The EPA’s website states the proposed amendments seek to improve chemical process safety by “avoiding duplicative requirements,” realigning program requirements with the Occupational Safety and Health Administration (OSHA) Process Safety Management requirements, and eliminating unnecessary burdens.
But some observers say that OSHA requirements aren’t as stringent as the EPA’s.
“It’s very common in this administration. They talk about realigning with OSHA requirements. Well, the OSHA requirements are always weaker than the EPA requirements,” said Adam Finkel, an environmental health sciences professor at the University of Michigan, who was the director of health standards for OSHA from 1995 to 2000.
“Under the guise of harmonization, it’s always in the direction of ‘let’s pick the weaker one and make the stronger agency do worse,’” Finkel said.
Ruch agreed. “The idea that OSHA provides a meaningful safeguard is somewhat fanciful,” he said.
More high-profile incidents
Advocates at PEER point to recent high-profile incidents as another reason not to further repeal current chemical safety regulations.
In May, a chemical tank at a GKN Aerospace facility in Garden Grove, California overheated and risked exploding, forcing thousands of residents to flee their homes. That same week, a chemical tank rupture at the Nippon Dynawave Packaging mill in Longview, Washington, killed 11 people.
“Not all these incidents make the national news,” said Ruch. “In the case of Washington, 11 workers died, so those situations where occupational safety and health remains sort of … unexplored territory, and that nobody’s paying attention to it in an affirmative way,” he said.
“Not all these incidents make the national news.” – Jeff Ruch, Public Employees for Environmental Responsibility
In the face of federal rollbacks, some experts said individual states also play a role when it comes to safety.
“It’s true there might be rollbacks at the federal level, but that doesn’t mean the state of New York and the state of New Jersey, or whatever state across the country, doesn’t have its own rules and regulations on handling toxic chemicals,” said Jeffrey Laskin, professor of environmental & occupational health at Rutgers University. “It’s not like everything is abandoned.

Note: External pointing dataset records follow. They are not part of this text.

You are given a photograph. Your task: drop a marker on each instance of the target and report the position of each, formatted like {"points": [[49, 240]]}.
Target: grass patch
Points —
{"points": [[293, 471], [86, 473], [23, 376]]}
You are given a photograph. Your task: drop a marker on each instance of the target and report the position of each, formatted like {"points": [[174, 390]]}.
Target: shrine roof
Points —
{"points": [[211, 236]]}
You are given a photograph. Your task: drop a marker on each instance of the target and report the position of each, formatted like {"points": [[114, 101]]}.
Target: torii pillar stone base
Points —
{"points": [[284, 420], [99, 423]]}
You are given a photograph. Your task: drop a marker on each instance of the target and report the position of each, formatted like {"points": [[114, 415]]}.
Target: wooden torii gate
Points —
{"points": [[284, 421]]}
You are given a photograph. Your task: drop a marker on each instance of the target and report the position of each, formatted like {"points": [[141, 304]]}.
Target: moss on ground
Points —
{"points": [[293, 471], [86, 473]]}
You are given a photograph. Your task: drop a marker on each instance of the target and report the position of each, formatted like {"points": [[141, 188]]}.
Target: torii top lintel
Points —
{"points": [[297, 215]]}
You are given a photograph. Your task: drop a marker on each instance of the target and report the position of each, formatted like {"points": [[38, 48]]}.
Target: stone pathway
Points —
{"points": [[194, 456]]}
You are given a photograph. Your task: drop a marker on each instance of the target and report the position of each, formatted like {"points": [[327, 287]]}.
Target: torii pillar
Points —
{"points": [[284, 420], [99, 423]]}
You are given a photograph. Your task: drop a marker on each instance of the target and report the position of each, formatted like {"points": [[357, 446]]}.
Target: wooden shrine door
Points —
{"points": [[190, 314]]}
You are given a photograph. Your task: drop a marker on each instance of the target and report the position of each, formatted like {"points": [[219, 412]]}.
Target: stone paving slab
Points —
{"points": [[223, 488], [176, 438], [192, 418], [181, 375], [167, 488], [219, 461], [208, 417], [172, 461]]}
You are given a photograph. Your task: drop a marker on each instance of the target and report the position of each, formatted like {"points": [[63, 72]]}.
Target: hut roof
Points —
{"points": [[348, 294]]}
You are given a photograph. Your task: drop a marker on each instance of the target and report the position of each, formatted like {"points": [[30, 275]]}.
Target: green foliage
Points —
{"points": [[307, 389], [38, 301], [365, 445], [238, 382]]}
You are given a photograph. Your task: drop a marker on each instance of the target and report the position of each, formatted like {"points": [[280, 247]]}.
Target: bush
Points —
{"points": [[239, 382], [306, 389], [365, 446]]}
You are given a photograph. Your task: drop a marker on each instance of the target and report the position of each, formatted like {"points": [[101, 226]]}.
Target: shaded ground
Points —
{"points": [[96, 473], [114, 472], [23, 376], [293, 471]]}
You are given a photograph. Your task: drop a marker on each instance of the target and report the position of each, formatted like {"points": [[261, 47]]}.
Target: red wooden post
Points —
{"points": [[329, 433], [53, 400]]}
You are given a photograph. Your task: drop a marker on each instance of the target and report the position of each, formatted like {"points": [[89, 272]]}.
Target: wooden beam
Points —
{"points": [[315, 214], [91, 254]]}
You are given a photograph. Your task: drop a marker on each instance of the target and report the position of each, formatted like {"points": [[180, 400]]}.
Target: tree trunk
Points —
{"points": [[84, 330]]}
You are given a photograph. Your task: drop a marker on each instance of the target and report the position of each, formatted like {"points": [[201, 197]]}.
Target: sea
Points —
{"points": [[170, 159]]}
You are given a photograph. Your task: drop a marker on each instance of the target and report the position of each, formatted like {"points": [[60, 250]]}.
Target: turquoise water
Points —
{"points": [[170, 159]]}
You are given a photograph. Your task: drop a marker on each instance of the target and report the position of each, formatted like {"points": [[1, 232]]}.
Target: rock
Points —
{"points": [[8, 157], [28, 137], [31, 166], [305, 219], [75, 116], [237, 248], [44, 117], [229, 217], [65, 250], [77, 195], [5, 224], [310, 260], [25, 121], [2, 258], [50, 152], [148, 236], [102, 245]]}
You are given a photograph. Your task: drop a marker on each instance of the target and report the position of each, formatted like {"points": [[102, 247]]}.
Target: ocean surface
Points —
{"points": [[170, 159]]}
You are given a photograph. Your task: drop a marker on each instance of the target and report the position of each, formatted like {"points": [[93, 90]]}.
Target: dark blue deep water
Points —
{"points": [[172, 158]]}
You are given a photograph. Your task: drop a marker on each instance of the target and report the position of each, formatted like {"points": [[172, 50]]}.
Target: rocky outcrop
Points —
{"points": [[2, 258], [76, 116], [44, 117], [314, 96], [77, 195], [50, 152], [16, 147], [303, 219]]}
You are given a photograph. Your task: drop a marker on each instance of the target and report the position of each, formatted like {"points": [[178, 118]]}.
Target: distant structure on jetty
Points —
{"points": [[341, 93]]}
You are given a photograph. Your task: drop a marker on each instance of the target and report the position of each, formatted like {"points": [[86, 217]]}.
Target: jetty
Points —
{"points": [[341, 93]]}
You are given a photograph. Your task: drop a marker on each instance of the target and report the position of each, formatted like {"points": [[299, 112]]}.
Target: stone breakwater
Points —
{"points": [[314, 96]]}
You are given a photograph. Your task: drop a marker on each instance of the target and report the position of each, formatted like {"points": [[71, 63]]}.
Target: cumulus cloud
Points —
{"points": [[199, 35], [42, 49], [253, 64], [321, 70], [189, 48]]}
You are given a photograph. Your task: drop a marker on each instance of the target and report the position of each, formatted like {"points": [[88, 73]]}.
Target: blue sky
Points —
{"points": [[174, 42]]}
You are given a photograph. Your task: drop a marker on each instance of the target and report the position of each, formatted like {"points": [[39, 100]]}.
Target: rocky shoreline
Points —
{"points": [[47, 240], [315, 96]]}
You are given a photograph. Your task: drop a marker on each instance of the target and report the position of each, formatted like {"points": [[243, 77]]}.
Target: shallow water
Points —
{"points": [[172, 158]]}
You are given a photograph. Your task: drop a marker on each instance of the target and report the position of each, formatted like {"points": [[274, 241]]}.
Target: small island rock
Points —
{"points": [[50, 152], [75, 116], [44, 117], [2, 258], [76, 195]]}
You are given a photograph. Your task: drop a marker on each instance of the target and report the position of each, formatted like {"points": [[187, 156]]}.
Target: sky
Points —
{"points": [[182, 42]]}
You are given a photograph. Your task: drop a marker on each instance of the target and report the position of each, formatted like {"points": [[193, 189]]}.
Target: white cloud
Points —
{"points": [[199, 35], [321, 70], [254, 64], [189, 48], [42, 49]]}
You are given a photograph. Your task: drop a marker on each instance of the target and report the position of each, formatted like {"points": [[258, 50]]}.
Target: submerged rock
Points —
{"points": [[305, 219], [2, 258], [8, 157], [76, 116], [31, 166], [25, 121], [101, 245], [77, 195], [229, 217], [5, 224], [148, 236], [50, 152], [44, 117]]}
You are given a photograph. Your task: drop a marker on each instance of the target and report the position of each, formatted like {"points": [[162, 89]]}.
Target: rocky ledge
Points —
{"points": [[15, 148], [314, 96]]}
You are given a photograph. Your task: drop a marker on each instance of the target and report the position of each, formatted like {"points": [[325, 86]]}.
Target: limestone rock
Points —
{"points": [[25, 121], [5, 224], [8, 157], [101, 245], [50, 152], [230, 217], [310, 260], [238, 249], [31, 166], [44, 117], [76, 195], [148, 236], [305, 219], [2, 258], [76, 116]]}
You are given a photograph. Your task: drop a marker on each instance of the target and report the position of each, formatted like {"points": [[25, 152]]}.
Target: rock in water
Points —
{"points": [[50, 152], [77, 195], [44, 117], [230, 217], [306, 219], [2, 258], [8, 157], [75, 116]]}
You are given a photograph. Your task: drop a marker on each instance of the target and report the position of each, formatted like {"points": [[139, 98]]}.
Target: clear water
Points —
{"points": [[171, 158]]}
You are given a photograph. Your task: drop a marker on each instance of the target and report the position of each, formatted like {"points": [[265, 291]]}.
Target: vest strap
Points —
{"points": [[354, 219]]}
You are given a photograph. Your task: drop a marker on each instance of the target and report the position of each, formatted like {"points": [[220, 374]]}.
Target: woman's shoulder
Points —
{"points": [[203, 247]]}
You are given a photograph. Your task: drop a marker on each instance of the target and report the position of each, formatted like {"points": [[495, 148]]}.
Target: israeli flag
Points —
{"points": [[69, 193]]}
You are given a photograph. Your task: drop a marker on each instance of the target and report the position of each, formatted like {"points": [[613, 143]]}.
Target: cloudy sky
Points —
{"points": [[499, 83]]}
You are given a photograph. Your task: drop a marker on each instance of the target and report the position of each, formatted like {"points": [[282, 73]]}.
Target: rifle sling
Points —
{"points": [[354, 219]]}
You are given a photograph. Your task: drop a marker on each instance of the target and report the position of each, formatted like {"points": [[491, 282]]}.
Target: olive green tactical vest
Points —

Much of it falls upon the states, which often have very strong regulations.”
According to the EPA, the proposed rule would result in annualized cost savings of between $234.7 million to 241.9 million.
However, observers say cost is only part of the equation. “There’s no question every time you have federal regulation, in particular, but state, too, that there’s a cost to it, and there’s always a balance between, is it really going to be harmful? Versus how expensive it might be,” Laskin said.
“Usually in the past it’s erred on the side of trying to protect the worker as well as the local community as much as possible,” he said.